Businesses also are more willing to collaborate to maintain addressability and maximize campaign effectiveness as long as their data can remain secure. Gartner recently reported that by 2025 50% of large organizations will default to privacy-enhancing computation. And a recent report by Merkle found that  61% of companies plan to increase investment in private data clean rooms.

When searching for a fit for purpose Data Clean Room, there are 10 key questions retailers should ask themselves and the technology provider:

  1. Is their Data Clean Room fully decentralized?
  2. Does your Data Clean Room partner require direct access to your data?
  3. Does your Data Clean Room benefit from the data that you share with them?
  4. What controls and permissions exist for each party?
  5. Is the data match based on a single ID or can multiple IDs be used in unison?
  6. Can you easily execute a multi-party computation inside the Data Clean Room?
  7. Can your partner ‘learn’ anything themselves from having access to the data?
  8. Does their solution provide addressable scale without third-party cookies?
  9. What high-quality datasets do they provide access to?
  10. How easy and fast can insights be extracted and activated using their solution?

Download our simple infographic for more information on these questions. 

The Secure Data Clean Room & privacy-enhancing technologies

InfoSum provides the only truly secure Data Clean Room built on our patented non-movement of data technology. InfoSum’s Secure Data Clean Room combines five privacy-enhancing technologies to ensure that retailers can collaborate with various other parties, maximizing the value and performance of their data, with complete protection and security. Learn more about InfoSum’s five privacy-enhancing technologies

This unique approach empowers retailers to fully unlock the potential of retail media. Through the Secure Data Clean Room, retailers safely make their shopper audience available for brands to match their first-party data against. But the opportunity doesn’t stop there. Confident in their ability to fully protect their data, retailers are expanding their retail media networks, building expansive media ecosystems to include data from brands, data providers, media companies, and even other retailers. 

By underpinning these ecosystems with InfoSum’s non-movement of data approach, all parties are free to create and innovate new data-driven solutions and experiences, all while protecting their data and their customers' privacy. 

Just getting started

Retailers are just scratching the surface of media opportunities. Shoppable content, for example, is poised to become a key element of B2C marketing in 2022 and beyond (The Drum did a fantastic piece on shoppable content). But retailers today are largely relying solely on their audience of shoppers, customers who regularly shop with them either in-store or online. I’d encourage retailers to explore ways to expand their content creation. The opportunity is there to become an educator and reliable source of information or entertainment that brings an even larger audience to their brand. This will not only create a more valuable audience but will increase the retailers' ability to own that audience within their media properties. 

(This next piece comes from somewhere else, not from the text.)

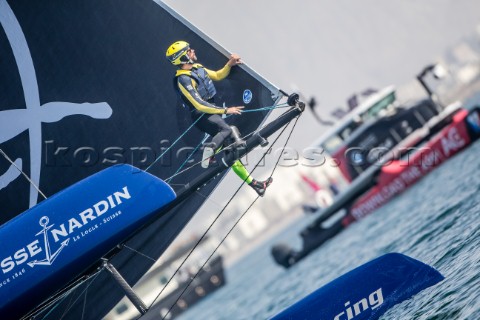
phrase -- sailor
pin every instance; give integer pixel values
(195, 86)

Outside of retail, there are various categories of businesses primed to unlock their media opportunities. As the airline industry recovers from the aftermath of the COVID crisis, consider the opportunities to invest in content and grow an audience that can be made available to tangential businesses such as hotels, restaurants, and excursion companies. 

Gaming is ready-made for its media opportunities. Large gaming brands already have a large and loyal gamer audience. Unlocking the value of that audience with other gaming brands, esports leagues, media companies and more will be an exciting next stage of their growth. The gaming community is, however, incredibly suspicious and wary of the introduction of advertising to the gaming experience. As a gamer I ask that you please avoid the Ready Player One IOI  advertising experience, to quote Nolan Sorrento, “We estimate we can sell up to 80% of an individual's visual field before inducing seizures”.

The potential for these media networks and ecosystems is almost limitless. As data-driven marketers, our content and campaigns are now only limited by our imagination.